EURUSD Analysis 19th June – Euro Pares Gains
(Forex-FX-4X, London) The risk of a Greek Eurozone exit has faded into the background for now, the result of the elections brought a victory for the pro-bailout parties and the market has returned its focus to Spain. Markets had an initial period of optimism after news came through that Greece’s centre-right New Democracy party would aim to forge a coalition with other parties and the euro/dollar rate gapped higher on Sunday.
However, investors forced Spanish borrowing costs to the level which Portugal Greece and Ireland needed additional help; Spanish 10Y bond yields climbed over 7.13% which is the highest level recorded. Add to this the fact that the results from the banking stress tests are due this week and its easy to see why the EUR dropped today. It now also appears that the markets will not be seeing the bazooka effect and massive liquidity which was looking like a possibility from the central banks at the back end of last week. Markets had rallied somewhat due to this and with the likelihood of additional easy money now fading the US dollar’s downside trajectory has been halted.

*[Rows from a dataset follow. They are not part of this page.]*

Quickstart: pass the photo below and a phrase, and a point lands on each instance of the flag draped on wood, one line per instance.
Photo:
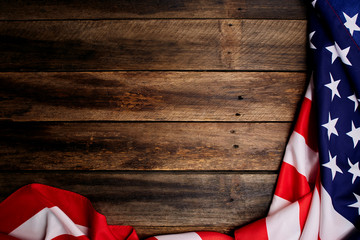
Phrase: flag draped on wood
(318, 190)
(39, 212)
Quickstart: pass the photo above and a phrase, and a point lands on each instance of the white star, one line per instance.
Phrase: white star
(333, 87)
(354, 134)
(313, 3)
(312, 46)
(330, 126)
(354, 170)
(336, 52)
(351, 23)
(356, 204)
(332, 165)
(355, 100)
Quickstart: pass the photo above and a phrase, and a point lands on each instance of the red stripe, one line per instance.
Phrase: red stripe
(13, 212)
(306, 124)
(291, 184)
(29, 200)
(70, 237)
(213, 236)
(304, 204)
(256, 230)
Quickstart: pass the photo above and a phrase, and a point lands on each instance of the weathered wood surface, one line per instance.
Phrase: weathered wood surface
(142, 146)
(153, 45)
(113, 9)
(177, 148)
(183, 200)
(150, 96)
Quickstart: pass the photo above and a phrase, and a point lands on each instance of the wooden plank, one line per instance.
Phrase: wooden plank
(158, 199)
(153, 45)
(150, 96)
(142, 146)
(110, 9)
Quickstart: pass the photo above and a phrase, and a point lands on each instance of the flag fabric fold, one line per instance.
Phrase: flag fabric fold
(317, 195)
(38, 212)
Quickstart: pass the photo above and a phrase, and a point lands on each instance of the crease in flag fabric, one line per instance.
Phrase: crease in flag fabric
(317, 195)
(40, 212)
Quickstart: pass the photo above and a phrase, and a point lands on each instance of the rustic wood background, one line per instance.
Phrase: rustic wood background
(168, 115)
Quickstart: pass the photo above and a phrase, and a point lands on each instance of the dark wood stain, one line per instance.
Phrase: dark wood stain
(111, 9)
(170, 116)
(152, 45)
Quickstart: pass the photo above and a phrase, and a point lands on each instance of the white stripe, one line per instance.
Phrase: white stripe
(181, 236)
(332, 224)
(312, 224)
(285, 224)
(310, 90)
(277, 204)
(48, 224)
(302, 157)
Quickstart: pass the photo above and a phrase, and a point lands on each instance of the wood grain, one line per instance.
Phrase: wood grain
(153, 45)
(142, 146)
(150, 96)
(110, 9)
(151, 200)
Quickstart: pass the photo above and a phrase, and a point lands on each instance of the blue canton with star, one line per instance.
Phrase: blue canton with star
(334, 37)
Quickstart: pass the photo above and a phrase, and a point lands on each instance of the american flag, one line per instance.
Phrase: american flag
(318, 190)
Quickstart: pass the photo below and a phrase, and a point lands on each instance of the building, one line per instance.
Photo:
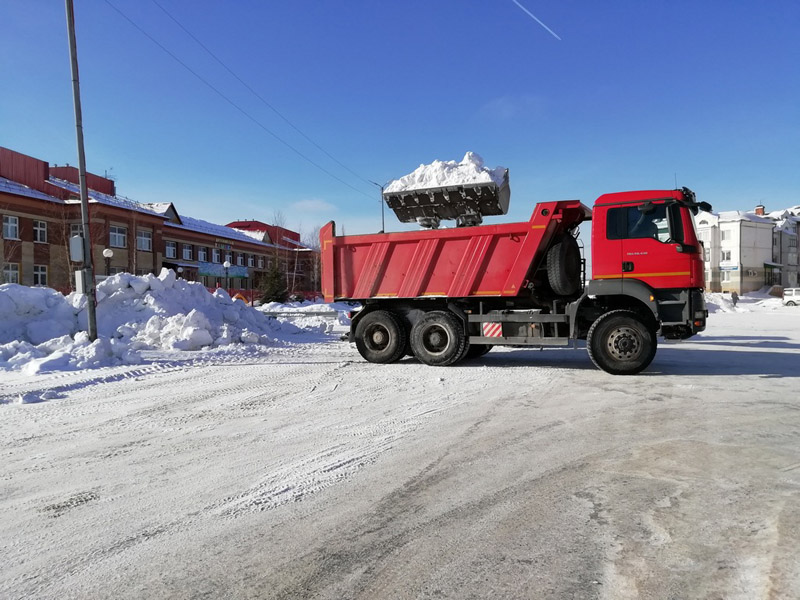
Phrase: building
(40, 206)
(745, 251)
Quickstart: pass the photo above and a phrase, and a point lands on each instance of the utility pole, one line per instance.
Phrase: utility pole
(383, 225)
(88, 267)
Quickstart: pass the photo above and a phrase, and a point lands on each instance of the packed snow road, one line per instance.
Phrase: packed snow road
(300, 471)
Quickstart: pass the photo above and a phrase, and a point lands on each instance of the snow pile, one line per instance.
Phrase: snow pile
(449, 173)
(753, 301)
(41, 330)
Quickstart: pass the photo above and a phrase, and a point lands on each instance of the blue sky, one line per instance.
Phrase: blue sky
(635, 94)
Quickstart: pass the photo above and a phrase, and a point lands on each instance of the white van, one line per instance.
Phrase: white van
(791, 296)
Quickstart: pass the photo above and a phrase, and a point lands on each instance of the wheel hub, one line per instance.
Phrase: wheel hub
(624, 343)
(435, 339)
(378, 338)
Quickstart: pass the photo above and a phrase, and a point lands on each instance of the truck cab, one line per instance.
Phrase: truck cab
(645, 246)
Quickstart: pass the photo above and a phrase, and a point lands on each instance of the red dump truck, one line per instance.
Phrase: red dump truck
(451, 294)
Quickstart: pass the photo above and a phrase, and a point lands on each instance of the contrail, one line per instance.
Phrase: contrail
(532, 16)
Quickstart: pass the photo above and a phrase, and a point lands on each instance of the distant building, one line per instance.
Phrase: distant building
(745, 251)
(40, 208)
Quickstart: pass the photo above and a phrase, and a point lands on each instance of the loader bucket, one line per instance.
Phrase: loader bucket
(466, 204)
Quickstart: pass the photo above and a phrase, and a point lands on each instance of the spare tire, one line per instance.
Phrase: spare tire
(564, 266)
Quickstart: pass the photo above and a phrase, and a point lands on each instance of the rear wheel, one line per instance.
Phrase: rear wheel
(438, 338)
(620, 343)
(380, 337)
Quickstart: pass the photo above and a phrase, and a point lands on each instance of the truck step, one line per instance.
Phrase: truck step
(519, 341)
(517, 317)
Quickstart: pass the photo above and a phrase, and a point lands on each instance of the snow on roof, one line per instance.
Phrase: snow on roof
(449, 173)
(709, 218)
(192, 224)
(256, 235)
(158, 207)
(12, 187)
(741, 215)
(100, 198)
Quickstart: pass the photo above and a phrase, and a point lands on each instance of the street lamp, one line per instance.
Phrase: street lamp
(227, 265)
(383, 226)
(107, 254)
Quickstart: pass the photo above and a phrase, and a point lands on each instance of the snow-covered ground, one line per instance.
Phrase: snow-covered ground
(287, 467)
(41, 330)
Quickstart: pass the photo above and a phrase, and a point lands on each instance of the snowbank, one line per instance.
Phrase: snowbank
(41, 330)
(754, 301)
(448, 173)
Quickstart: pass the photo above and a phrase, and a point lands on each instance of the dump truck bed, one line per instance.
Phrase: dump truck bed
(483, 261)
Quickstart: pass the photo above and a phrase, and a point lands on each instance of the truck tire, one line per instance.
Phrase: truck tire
(438, 338)
(380, 337)
(621, 343)
(564, 266)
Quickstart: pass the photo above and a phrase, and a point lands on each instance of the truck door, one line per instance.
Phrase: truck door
(652, 244)
(608, 231)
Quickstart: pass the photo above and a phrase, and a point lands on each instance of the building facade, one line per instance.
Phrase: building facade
(40, 208)
(746, 251)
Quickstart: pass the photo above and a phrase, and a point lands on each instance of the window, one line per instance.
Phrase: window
(171, 249)
(118, 236)
(144, 240)
(39, 274)
(40, 232)
(645, 221)
(10, 227)
(10, 273)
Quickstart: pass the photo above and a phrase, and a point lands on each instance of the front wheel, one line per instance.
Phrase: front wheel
(620, 343)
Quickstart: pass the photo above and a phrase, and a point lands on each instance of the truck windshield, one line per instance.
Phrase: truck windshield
(658, 221)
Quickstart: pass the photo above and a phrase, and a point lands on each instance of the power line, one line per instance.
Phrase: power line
(232, 103)
(256, 94)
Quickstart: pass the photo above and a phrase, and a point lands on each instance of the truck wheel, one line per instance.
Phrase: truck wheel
(380, 337)
(620, 343)
(438, 338)
(564, 266)
(476, 351)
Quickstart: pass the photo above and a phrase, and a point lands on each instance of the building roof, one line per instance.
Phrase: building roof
(100, 198)
(18, 189)
(741, 215)
(221, 231)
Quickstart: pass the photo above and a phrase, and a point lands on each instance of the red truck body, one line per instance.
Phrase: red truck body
(446, 295)
(488, 260)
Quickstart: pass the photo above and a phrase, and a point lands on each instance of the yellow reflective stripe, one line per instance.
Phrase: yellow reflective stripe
(633, 274)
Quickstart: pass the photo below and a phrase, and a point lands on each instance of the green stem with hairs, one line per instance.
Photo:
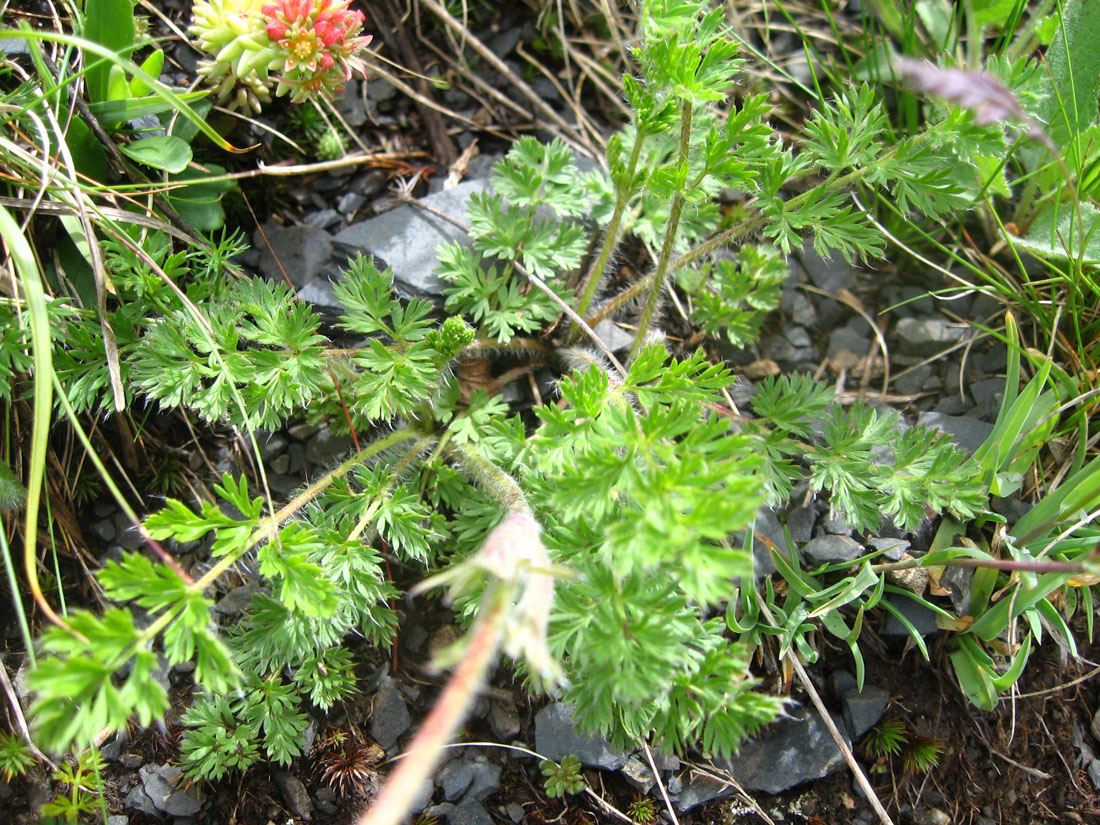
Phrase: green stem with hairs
(670, 235)
(492, 479)
(270, 530)
(623, 195)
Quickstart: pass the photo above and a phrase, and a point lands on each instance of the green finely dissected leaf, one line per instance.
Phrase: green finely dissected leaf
(77, 695)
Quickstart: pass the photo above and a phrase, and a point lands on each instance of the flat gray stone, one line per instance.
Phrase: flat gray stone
(969, 433)
(298, 251)
(956, 581)
(921, 617)
(847, 340)
(485, 780)
(405, 239)
(616, 338)
(831, 274)
(139, 801)
(700, 790)
(927, 336)
(1093, 771)
(455, 778)
(557, 737)
(504, 719)
(787, 754)
(892, 549)
(469, 813)
(800, 523)
(234, 602)
(638, 773)
(295, 794)
(391, 717)
(327, 447)
(832, 548)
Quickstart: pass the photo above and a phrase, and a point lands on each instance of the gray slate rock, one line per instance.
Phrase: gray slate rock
(796, 306)
(162, 787)
(405, 239)
(927, 336)
(391, 717)
(323, 219)
(700, 790)
(861, 710)
(787, 754)
(485, 780)
(969, 433)
(800, 523)
(557, 737)
(469, 813)
(140, 801)
(893, 549)
(234, 602)
(300, 250)
(504, 719)
(295, 794)
(638, 773)
(616, 338)
(921, 617)
(846, 339)
(798, 337)
(102, 530)
(455, 778)
(326, 447)
(831, 274)
(767, 525)
(832, 548)
(956, 581)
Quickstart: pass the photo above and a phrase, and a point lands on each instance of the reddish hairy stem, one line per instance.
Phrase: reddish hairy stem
(446, 715)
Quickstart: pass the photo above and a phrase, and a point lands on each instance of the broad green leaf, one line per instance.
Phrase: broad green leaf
(161, 152)
(152, 66)
(111, 24)
(121, 111)
(1055, 233)
(974, 680)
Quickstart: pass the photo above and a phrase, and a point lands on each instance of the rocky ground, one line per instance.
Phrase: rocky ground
(1031, 761)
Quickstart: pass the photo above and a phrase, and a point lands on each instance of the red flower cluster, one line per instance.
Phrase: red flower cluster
(318, 40)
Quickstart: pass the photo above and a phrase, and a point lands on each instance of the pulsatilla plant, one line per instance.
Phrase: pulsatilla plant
(594, 540)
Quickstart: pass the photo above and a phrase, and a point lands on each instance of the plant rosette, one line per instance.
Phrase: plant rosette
(308, 47)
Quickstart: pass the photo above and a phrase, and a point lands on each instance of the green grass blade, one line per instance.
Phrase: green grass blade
(35, 297)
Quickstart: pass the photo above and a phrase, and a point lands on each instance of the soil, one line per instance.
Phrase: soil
(1018, 765)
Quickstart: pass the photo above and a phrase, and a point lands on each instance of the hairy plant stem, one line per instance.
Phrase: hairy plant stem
(595, 274)
(495, 616)
(448, 713)
(493, 479)
(270, 530)
(670, 237)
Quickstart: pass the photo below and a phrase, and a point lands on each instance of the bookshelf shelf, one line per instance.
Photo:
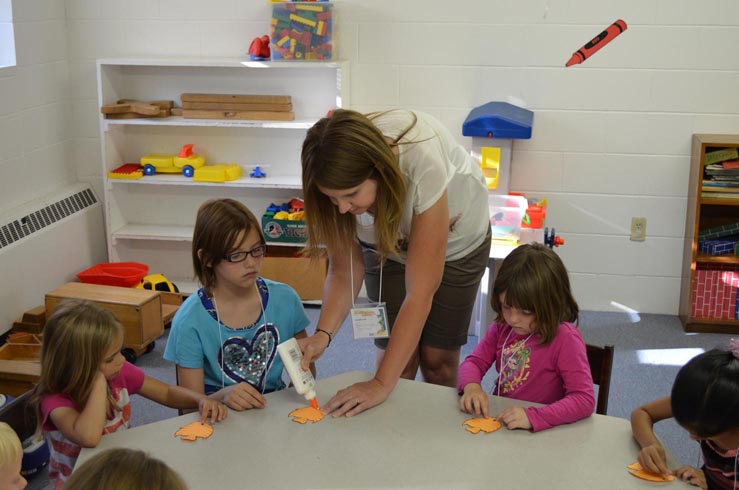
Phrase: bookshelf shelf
(702, 271)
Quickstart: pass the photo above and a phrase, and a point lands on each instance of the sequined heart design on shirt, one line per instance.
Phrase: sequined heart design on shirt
(249, 360)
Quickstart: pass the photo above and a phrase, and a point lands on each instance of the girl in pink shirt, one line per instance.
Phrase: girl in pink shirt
(86, 384)
(533, 344)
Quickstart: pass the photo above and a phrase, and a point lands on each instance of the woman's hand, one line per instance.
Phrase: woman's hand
(241, 396)
(694, 476)
(514, 418)
(474, 400)
(357, 398)
(312, 348)
(653, 458)
(210, 406)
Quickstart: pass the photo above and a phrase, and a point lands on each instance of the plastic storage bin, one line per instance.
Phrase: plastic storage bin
(303, 31)
(506, 213)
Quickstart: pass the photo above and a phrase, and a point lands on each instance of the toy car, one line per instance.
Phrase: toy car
(157, 282)
(186, 162)
(220, 172)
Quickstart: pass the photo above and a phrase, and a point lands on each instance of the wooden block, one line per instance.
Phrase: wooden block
(136, 115)
(162, 104)
(237, 99)
(35, 315)
(232, 106)
(241, 115)
(138, 310)
(137, 107)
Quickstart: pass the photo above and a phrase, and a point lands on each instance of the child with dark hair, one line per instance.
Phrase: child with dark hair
(224, 337)
(536, 348)
(705, 402)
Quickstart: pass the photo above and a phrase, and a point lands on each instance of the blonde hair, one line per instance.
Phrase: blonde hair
(340, 152)
(77, 336)
(217, 226)
(10, 445)
(124, 469)
(534, 278)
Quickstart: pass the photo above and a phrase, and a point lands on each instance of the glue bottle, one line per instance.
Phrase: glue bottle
(303, 381)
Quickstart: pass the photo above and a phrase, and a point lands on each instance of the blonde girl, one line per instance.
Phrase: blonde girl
(124, 469)
(86, 384)
(11, 457)
(534, 345)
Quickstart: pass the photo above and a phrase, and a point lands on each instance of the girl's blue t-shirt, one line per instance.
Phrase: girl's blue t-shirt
(234, 355)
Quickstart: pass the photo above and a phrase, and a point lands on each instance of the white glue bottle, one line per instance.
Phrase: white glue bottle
(303, 381)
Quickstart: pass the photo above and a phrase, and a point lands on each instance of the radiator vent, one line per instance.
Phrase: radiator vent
(46, 216)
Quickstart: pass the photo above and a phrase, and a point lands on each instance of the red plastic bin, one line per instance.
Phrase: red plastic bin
(123, 274)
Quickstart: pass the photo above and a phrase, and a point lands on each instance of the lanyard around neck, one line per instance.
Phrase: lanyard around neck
(351, 277)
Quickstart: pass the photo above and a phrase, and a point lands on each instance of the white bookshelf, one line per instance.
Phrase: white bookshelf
(151, 220)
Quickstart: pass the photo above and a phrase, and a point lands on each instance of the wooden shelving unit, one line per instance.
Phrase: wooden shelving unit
(704, 213)
(151, 220)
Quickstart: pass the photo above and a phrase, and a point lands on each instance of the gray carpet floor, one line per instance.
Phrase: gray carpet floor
(649, 350)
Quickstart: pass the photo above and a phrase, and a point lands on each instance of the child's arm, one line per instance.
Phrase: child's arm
(473, 369)
(181, 397)
(241, 396)
(578, 402)
(303, 335)
(694, 476)
(652, 455)
(86, 427)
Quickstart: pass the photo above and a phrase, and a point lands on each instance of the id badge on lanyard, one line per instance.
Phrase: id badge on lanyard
(369, 320)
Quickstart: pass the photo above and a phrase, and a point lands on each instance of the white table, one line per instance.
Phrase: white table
(413, 440)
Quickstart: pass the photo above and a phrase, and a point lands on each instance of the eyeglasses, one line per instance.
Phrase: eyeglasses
(255, 252)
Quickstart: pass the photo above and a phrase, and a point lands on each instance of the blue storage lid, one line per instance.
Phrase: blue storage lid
(499, 120)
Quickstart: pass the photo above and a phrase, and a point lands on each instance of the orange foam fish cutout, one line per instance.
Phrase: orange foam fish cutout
(638, 471)
(191, 432)
(489, 424)
(303, 415)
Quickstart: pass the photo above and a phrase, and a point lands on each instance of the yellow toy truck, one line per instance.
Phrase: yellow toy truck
(186, 162)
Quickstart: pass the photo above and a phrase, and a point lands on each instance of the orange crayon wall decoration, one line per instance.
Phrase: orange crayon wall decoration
(592, 46)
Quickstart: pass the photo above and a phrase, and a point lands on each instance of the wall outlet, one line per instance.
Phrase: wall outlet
(638, 229)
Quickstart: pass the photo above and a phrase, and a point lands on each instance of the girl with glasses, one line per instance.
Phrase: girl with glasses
(224, 337)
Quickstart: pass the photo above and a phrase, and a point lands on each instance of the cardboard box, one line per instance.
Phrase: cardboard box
(285, 231)
(303, 31)
(138, 310)
(304, 276)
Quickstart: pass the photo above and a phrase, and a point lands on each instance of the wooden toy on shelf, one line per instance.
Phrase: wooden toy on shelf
(132, 109)
(237, 106)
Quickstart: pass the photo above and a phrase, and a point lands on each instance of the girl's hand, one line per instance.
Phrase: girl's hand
(694, 476)
(653, 458)
(514, 418)
(357, 398)
(241, 396)
(214, 408)
(474, 400)
(312, 348)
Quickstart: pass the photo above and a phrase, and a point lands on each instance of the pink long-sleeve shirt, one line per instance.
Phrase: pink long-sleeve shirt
(557, 374)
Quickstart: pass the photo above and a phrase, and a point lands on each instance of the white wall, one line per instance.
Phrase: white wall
(36, 161)
(611, 136)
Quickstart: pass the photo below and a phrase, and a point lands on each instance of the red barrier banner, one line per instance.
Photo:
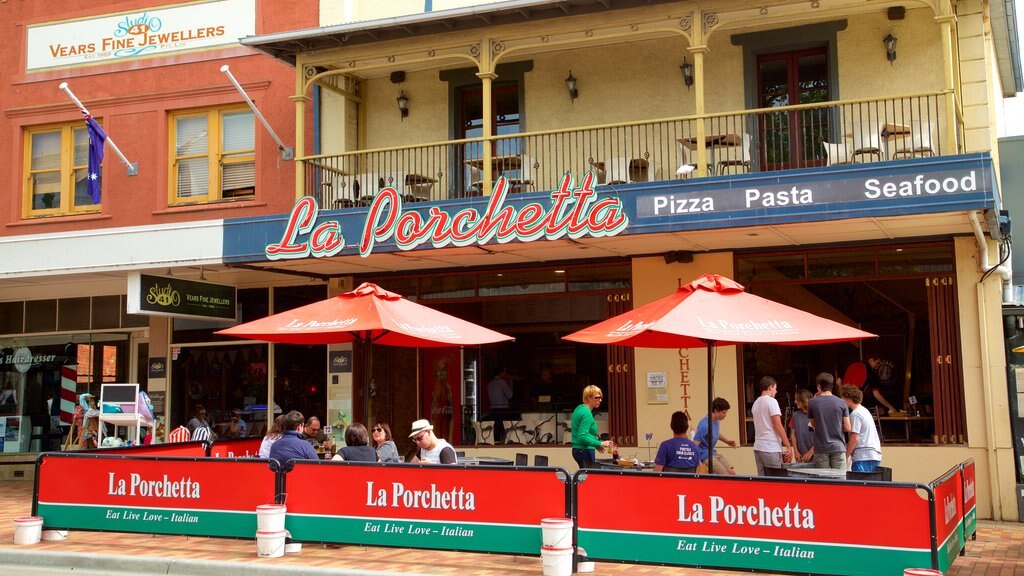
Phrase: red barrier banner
(166, 495)
(184, 449)
(949, 517)
(241, 448)
(970, 501)
(476, 508)
(822, 527)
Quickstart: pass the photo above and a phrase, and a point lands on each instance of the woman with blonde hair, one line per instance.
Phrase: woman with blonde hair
(585, 439)
(386, 450)
(276, 428)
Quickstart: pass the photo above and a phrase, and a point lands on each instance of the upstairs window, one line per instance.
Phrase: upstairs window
(213, 156)
(56, 162)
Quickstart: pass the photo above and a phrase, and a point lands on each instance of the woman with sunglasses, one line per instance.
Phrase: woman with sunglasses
(386, 450)
(585, 439)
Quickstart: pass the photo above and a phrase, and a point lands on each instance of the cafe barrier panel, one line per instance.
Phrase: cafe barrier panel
(240, 448)
(778, 525)
(970, 501)
(473, 508)
(154, 495)
(948, 515)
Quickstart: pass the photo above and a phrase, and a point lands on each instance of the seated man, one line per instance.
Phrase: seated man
(429, 448)
(291, 445)
(678, 453)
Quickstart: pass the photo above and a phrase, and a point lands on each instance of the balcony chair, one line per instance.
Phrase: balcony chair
(836, 153)
(918, 144)
(524, 177)
(743, 160)
(866, 141)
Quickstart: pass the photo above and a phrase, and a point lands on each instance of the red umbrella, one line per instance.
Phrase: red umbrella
(714, 311)
(369, 315)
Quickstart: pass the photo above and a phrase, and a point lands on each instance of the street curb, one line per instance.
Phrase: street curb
(175, 567)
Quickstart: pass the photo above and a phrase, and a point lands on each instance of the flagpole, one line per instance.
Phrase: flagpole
(132, 168)
(286, 153)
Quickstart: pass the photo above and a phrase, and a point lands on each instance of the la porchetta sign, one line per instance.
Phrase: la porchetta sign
(570, 213)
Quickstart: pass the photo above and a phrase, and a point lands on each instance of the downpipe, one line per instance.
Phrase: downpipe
(986, 381)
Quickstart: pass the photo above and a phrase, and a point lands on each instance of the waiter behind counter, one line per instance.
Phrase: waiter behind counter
(509, 397)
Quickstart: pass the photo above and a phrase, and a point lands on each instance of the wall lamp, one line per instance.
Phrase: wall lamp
(570, 85)
(687, 70)
(403, 105)
(890, 43)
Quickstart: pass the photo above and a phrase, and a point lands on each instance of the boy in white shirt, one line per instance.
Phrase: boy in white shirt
(863, 447)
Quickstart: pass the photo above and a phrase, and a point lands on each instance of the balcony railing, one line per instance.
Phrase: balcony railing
(754, 140)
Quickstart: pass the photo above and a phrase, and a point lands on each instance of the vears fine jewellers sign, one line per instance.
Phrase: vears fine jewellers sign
(151, 32)
(157, 295)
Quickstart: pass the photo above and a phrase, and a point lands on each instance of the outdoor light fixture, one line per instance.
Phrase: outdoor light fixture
(570, 84)
(687, 70)
(890, 43)
(403, 105)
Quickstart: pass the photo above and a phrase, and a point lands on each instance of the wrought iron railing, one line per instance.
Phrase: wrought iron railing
(754, 140)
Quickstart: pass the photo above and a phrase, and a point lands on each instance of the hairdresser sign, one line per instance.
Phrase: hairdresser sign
(152, 32)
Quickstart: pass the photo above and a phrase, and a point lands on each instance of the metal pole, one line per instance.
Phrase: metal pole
(286, 153)
(132, 168)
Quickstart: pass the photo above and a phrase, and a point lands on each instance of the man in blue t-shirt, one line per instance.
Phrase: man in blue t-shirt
(718, 464)
(678, 453)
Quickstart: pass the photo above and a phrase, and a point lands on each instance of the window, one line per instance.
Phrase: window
(56, 161)
(213, 156)
(906, 294)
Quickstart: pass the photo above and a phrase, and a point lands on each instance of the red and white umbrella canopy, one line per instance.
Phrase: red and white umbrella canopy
(369, 314)
(715, 310)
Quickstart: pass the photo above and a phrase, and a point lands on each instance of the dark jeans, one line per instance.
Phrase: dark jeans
(585, 457)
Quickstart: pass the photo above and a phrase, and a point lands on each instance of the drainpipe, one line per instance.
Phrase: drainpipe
(986, 381)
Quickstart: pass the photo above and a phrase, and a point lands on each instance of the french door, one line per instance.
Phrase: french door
(793, 139)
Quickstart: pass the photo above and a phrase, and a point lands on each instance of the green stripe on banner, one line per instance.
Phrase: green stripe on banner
(751, 553)
(501, 538)
(150, 521)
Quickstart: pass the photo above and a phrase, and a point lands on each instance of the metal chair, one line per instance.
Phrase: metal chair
(743, 160)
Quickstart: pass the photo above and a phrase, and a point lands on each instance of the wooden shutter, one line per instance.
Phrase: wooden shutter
(947, 386)
(621, 397)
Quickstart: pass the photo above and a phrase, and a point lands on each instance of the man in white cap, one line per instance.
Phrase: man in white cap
(429, 448)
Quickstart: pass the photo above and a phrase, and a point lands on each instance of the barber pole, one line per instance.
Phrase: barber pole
(69, 387)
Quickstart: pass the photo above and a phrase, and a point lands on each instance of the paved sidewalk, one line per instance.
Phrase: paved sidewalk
(998, 550)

- Event risk this week comes via the G20 Mexico meeting, Wednesdays FOMC rate announcement (will Bernanke launches another round of QE/extend Operation Twist) and the German Ifo Business Climate data on Friday.
- We still see 1.2650 as being a key level for the EUR/USD and the strong close below this area is hinting that further downside could be ahead.
- On the flip side, from a technical perspective, price has now triggered a higher low on the daily chart and a break above the weeks high would potentially bring the 1.3000 level back into focus. This was a strong support area which could likewise see resistance if hit and would be closely monitored by technical traders.
- The EUR/USD uptrend remains intact, but is vulnerable to news based around Spain and Italy as the 17-nation single currency looks to be at the mercy of risk aversion flows stemming from the euro crisis. We prefer to stay on the sidelines for now as selling at current levels would be too close to multi-year lows. It should also be noted that the key 1.2500 psychological round number level is close below.